Several deprescribing algorithms have been created, following a stepwise approach to assist the clinician at the point of care. The first is a five‐step deprescribing protocol and algorithm developed by Scott and colleagues.55,63,64 One starts by compiling an accurate and complete medication list and then assessing the overall risk of drug‐induced harm using an algorithm to determine each drug’s discontinuation potential, prioritizing drugs for discontinuation, and finally establishing a monitoring plan following the deprescribing episode. Barnett and colleagues describe another patient‐centred deprescribing process that includes seven steps. The process begins by establishing the patient’s needs and overall goals and then proceeds to compile an accurate medication list; identify potentially inappropriate medications; discuss the risks versus benefits of each; reach an agreement about which to stop, reduce, or start; and finally set up a long‐term plan to communicate changes and monitor the patient.65 A third useful resource is the recently described Deprescribing Rainbow, depicting a conceptual framework of the clinical, psychological, social, financial, and physical determinants that should be considered when approaching the deprescribing process in an individual patient.
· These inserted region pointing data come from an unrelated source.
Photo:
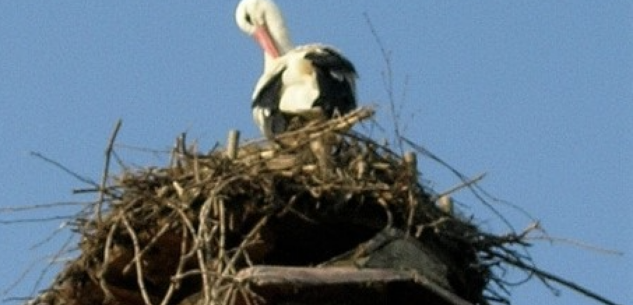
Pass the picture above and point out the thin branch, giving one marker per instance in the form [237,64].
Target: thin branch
[106,169]
[557,279]
[64,168]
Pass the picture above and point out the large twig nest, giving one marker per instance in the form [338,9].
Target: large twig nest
[189,232]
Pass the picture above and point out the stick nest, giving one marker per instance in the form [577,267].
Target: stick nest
[186,233]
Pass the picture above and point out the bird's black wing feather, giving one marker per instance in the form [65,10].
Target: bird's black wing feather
[337,92]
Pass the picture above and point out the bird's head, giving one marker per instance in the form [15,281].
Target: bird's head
[262,20]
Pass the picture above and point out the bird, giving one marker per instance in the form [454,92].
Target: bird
[308,82]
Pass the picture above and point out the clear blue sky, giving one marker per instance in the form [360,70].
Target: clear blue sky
[538,94]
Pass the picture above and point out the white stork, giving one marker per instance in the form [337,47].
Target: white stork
[310,81]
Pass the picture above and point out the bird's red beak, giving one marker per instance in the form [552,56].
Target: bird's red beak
[262,36]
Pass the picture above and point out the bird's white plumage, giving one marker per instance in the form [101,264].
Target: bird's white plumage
[308,81]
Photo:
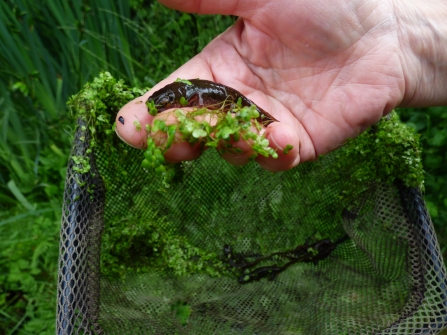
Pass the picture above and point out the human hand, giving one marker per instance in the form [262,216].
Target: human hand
[325,70]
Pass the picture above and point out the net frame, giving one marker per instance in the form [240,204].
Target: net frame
[78,304]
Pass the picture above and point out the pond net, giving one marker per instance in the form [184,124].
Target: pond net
[239,250]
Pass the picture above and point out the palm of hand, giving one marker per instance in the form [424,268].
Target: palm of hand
[325,75]
[332,80]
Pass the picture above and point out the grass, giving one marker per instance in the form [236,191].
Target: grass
[49,49]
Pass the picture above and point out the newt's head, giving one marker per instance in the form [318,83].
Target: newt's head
[164,100]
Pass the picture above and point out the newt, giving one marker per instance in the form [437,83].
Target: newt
[203,93]
[179,94]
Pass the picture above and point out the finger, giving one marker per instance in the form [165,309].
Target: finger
[285,140]
[180,150]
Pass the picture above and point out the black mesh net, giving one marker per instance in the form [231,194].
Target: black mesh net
[239,250]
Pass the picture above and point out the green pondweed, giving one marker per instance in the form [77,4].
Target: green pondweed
[212,128]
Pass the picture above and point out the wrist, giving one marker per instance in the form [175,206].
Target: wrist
[423,42]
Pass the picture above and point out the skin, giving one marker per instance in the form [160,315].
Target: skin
[325,70]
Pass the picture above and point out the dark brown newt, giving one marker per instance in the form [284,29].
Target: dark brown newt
[203,93]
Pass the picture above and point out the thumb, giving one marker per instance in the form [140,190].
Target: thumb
[224,7]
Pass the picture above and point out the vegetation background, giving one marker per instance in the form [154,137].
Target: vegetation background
[48,51]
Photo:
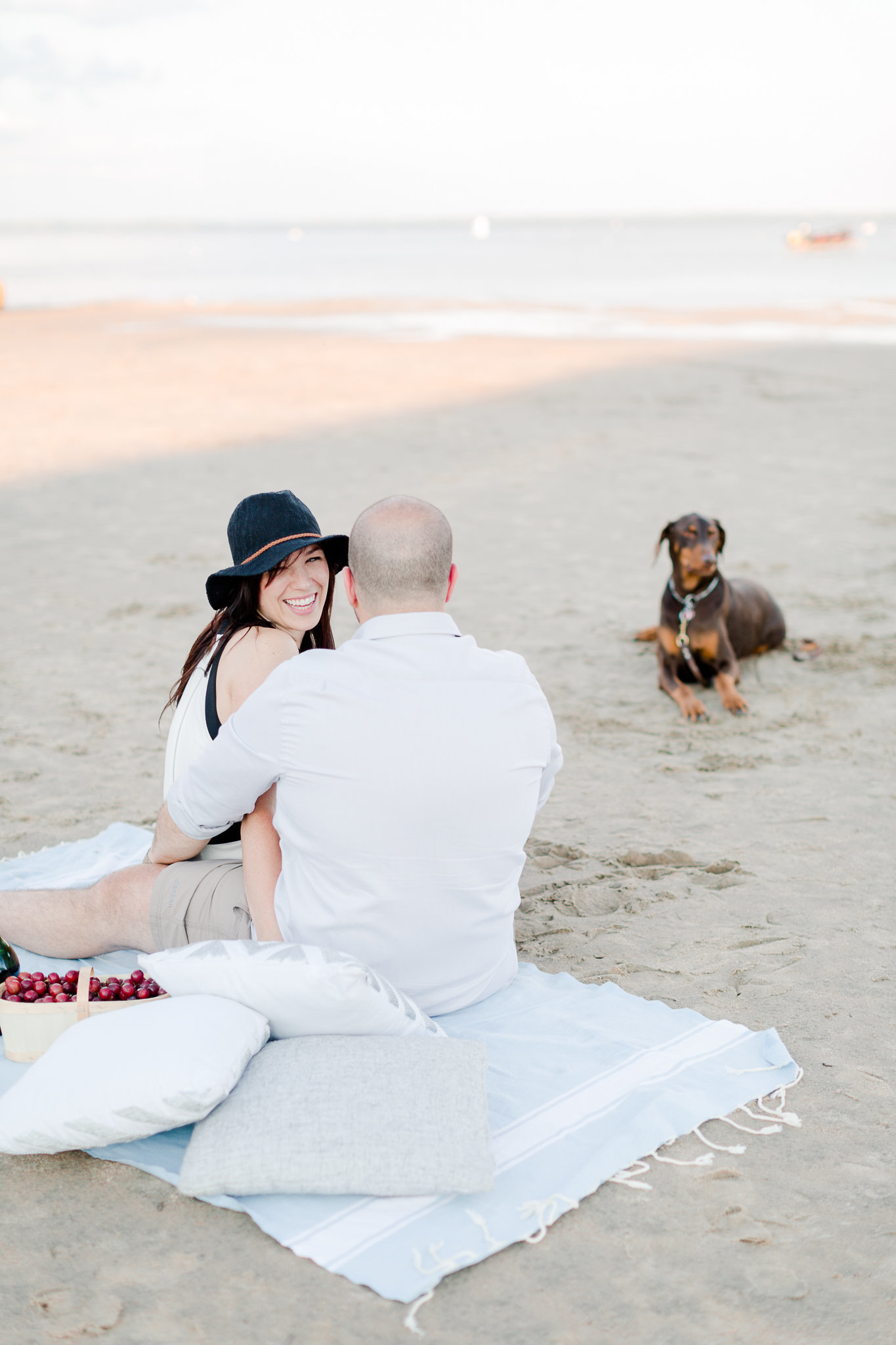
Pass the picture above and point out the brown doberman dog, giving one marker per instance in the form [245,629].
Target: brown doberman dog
[706,622]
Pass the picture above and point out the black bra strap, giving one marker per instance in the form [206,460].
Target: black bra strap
[213,724]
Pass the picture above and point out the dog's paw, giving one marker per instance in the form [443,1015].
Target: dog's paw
[735,704]
[694,709]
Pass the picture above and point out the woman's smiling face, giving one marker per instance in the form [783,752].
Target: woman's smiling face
[293,598]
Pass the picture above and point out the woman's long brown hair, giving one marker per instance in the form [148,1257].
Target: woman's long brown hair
[242,613]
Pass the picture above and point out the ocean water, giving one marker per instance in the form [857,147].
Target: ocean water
[575,278]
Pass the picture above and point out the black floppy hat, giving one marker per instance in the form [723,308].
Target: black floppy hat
[263,530]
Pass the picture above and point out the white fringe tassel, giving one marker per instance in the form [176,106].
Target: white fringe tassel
[628,1178]
[410,1321]
[700,1161]
[536,1208]
[547,1211]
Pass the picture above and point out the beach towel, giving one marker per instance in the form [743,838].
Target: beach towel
[585,1082]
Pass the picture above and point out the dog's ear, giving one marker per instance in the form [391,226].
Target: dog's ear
[721,537]
[664,537]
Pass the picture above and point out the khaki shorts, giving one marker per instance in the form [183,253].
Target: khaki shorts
[196,900]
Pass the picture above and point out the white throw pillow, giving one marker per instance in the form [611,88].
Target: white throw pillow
[303,990]
[129,1075]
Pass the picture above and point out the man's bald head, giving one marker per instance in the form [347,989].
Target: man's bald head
[399,554]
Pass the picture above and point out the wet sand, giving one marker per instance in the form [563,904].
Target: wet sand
[558,464]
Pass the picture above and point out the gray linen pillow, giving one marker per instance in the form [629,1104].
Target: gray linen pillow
[349,1116]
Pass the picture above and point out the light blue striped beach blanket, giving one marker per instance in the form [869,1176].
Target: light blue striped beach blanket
[584,1082]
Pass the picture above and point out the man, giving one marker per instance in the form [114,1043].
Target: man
[409,768]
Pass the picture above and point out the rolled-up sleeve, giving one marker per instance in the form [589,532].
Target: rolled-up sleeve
[224,783]
[553,766]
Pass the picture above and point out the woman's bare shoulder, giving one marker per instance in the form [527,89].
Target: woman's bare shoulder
[249,658]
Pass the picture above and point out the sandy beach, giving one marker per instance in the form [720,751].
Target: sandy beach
[742,868]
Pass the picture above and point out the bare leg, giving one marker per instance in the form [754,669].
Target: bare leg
[83,921]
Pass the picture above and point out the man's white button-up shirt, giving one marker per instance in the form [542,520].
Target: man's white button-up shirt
[409,767]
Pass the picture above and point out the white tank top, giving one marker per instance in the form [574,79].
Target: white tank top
[188,738]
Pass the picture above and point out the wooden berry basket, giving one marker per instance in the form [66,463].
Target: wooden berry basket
[30,1029]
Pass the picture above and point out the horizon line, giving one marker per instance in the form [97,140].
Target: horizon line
[448,221]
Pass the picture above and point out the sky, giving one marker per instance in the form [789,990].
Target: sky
[289,110]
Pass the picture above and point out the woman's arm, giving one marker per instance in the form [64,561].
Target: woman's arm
[245,665]
[261,865]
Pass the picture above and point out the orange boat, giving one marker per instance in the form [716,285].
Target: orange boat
[803,238]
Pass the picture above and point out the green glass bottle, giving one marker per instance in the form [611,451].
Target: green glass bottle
[9,961]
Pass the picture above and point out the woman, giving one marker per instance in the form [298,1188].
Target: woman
[273,602]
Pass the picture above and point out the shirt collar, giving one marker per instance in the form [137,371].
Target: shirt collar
[406,623]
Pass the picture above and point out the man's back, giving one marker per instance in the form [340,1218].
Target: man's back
[410,766]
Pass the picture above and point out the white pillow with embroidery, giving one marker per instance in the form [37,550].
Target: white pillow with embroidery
[303,990]
[128,1075]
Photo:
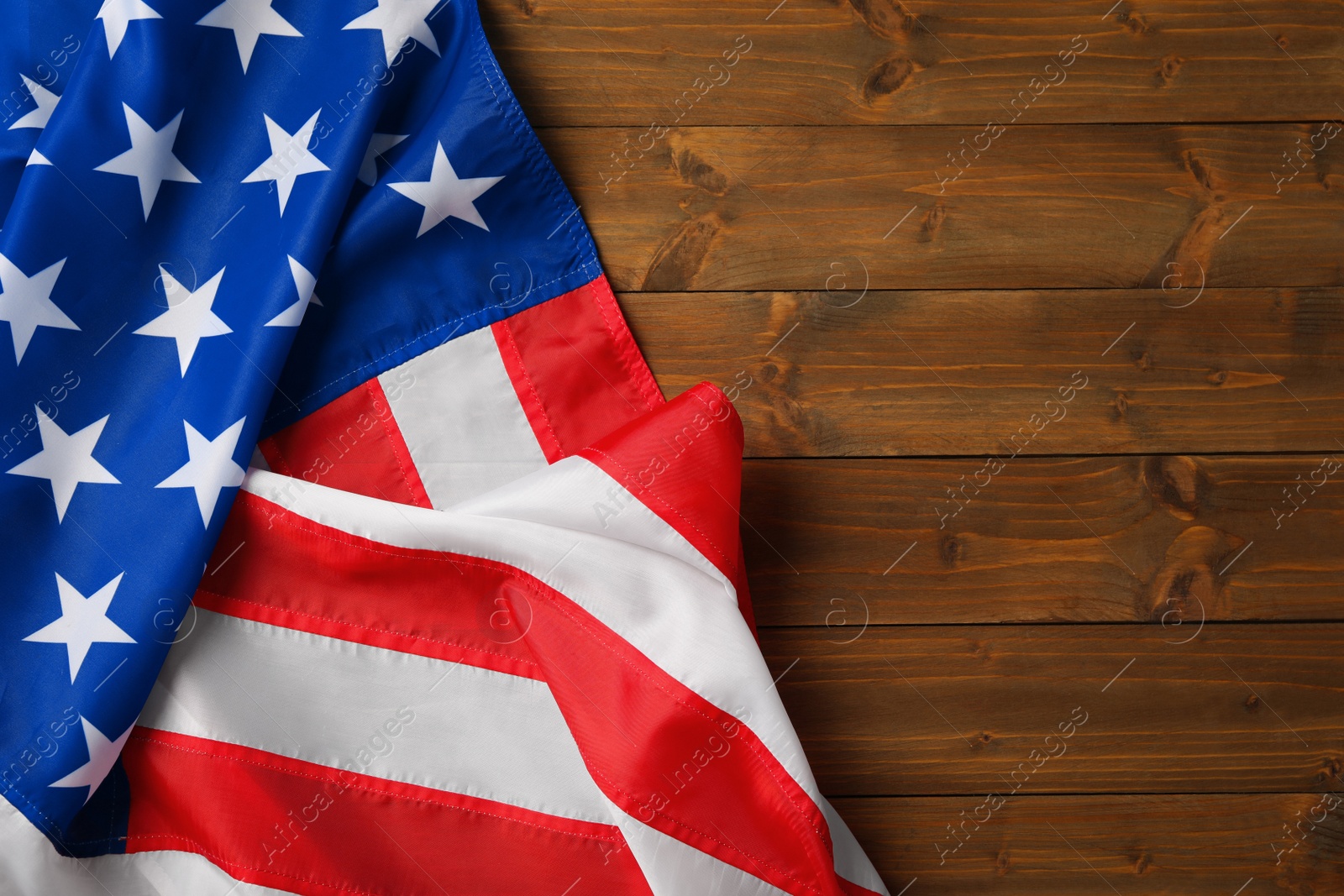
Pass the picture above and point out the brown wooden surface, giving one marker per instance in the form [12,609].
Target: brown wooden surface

In this pictorial depiction, the patient is literally placed at the centre of the rainbow to emphasize the patient’s central importance. The authors of the paper remind us that ‘deprescribing will be more successful if it is respectful of the individual patient context and circumstances’.66 These deprescribing frameworks, combined with a comprehensive geriatric syndrome assessment and the use of one of the previously described prescribing tools, can help clinicians develop a patient‐centred and systematic approach to medication management in older adults that can be used in daily clinical practice.